Ler Schopenhauer, entretanto, nem sempre é uma chatice. A sua visão crítica e desapaixonada do mundo revela o meu romantismo, às vezes tolo, às vezes ingênuo, e me força a revisitar conceitos, atuando como um contra-peso que acaba me conduzindo, mesmo a contra-gosto, a uma visão mais equilibrada da vida e de suas intrincadas engrenagens.

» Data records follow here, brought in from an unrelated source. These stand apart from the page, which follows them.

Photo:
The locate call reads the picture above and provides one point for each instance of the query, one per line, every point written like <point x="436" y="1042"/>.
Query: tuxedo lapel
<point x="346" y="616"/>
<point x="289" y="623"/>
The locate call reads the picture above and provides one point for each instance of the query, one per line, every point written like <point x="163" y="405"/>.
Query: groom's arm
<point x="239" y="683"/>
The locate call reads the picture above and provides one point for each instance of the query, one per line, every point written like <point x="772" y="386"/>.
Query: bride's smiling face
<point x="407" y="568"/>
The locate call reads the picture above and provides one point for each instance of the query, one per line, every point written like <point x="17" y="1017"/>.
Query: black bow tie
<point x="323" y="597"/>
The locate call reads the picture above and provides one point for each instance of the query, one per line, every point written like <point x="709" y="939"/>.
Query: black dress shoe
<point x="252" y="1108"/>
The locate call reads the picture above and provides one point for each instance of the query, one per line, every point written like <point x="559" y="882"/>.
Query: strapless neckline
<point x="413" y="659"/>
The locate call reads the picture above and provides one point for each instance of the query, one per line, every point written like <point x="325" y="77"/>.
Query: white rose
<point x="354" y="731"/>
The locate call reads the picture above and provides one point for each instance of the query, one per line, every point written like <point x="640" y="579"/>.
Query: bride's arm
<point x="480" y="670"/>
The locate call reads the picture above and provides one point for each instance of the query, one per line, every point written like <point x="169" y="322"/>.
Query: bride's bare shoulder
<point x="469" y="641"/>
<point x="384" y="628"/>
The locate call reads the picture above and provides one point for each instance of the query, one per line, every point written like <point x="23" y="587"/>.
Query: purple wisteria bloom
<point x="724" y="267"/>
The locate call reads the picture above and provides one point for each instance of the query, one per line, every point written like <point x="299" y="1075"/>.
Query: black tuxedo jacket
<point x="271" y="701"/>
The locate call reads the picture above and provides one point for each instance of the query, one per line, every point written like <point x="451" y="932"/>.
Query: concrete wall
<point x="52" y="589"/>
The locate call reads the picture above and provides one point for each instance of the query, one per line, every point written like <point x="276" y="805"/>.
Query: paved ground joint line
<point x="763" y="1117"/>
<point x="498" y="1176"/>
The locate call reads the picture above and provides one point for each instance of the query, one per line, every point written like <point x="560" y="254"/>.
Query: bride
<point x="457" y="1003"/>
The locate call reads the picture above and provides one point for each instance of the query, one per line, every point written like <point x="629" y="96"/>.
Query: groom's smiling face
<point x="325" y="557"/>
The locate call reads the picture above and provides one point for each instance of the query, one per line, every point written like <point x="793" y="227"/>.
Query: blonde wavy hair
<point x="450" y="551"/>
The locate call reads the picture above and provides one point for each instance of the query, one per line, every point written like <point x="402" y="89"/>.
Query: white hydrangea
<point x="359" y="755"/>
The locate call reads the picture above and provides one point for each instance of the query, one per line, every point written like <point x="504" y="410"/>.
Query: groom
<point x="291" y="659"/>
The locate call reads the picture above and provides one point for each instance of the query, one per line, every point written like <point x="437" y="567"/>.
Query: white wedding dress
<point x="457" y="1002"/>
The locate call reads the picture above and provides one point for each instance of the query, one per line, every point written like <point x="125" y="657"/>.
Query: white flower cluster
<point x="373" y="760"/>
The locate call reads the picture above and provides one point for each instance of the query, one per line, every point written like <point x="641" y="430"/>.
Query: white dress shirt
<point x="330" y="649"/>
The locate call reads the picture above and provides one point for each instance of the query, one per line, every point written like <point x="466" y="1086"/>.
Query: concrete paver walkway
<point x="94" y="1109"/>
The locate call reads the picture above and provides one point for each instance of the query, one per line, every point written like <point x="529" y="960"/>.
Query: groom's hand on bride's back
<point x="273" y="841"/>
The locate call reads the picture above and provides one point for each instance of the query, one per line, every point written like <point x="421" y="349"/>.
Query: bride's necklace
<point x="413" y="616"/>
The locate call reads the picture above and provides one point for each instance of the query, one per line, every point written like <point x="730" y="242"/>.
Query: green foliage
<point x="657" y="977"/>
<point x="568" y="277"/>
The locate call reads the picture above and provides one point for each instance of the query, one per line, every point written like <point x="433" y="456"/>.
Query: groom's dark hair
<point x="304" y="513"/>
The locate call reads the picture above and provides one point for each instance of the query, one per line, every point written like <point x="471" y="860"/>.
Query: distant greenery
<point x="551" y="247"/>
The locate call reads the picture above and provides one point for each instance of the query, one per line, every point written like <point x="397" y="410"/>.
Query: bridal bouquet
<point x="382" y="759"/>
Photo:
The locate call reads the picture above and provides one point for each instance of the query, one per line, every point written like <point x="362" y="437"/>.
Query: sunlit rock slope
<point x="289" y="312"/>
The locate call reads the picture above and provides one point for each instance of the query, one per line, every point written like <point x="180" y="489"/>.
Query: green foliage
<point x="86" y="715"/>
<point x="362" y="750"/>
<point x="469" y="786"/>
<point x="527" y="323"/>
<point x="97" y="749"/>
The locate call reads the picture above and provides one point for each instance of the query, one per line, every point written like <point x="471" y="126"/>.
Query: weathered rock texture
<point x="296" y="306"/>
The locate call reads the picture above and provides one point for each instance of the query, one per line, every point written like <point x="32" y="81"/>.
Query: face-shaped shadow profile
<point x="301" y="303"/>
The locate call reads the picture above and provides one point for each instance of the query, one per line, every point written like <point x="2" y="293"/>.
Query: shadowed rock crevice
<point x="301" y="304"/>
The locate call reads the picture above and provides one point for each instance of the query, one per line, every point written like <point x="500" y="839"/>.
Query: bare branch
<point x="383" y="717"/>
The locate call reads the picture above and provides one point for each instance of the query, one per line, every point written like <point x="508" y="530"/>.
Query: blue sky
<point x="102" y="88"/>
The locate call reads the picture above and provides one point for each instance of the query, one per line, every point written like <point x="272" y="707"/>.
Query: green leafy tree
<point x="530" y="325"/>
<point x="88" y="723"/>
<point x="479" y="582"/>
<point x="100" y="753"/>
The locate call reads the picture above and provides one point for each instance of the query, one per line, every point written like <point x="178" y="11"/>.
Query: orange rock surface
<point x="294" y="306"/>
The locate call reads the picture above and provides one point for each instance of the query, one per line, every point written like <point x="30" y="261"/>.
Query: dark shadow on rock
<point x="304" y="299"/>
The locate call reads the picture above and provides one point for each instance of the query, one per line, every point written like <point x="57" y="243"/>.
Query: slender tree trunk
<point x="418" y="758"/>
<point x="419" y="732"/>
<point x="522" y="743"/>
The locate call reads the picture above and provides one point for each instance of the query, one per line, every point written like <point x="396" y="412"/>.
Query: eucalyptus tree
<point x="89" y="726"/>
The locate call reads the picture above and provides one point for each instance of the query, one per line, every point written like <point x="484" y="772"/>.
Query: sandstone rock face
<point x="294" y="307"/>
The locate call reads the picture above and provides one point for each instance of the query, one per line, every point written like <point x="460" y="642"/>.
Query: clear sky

Geralmente julgamos como chatos aqueles que nos contrariam. Abominamos aqueles que tem a coragem de dizer aquilo que não queremos ouvir. Pois, incrível que pareça, esses tais tem um papel muito mais relevante na formação das nossas idéias, do que os lisonjeadores que não tem a coragem de nos contestar e nos fazer sentir desconfortáveis em nossas posições tantas vezes questionáveis.

Schopenhauer é um chato, é verdade, mas me ajuda muito mais do que um Paulo Coelho ou quaisquer outros que não se intrometem no meu mundo de idéias e nem ousam confrontar meus postulados. Se não houver quem nos provoque, colocando nossas idéias em cheque, pode ser que passemos nossas vidas inteiras defendendo premissas mal alinhavadas e sem consistência real. É caso, portanto, de se agradecer por esse e por outros chatos, que em sua chatice, são muito mais interessantes que muita gente insossa por aí!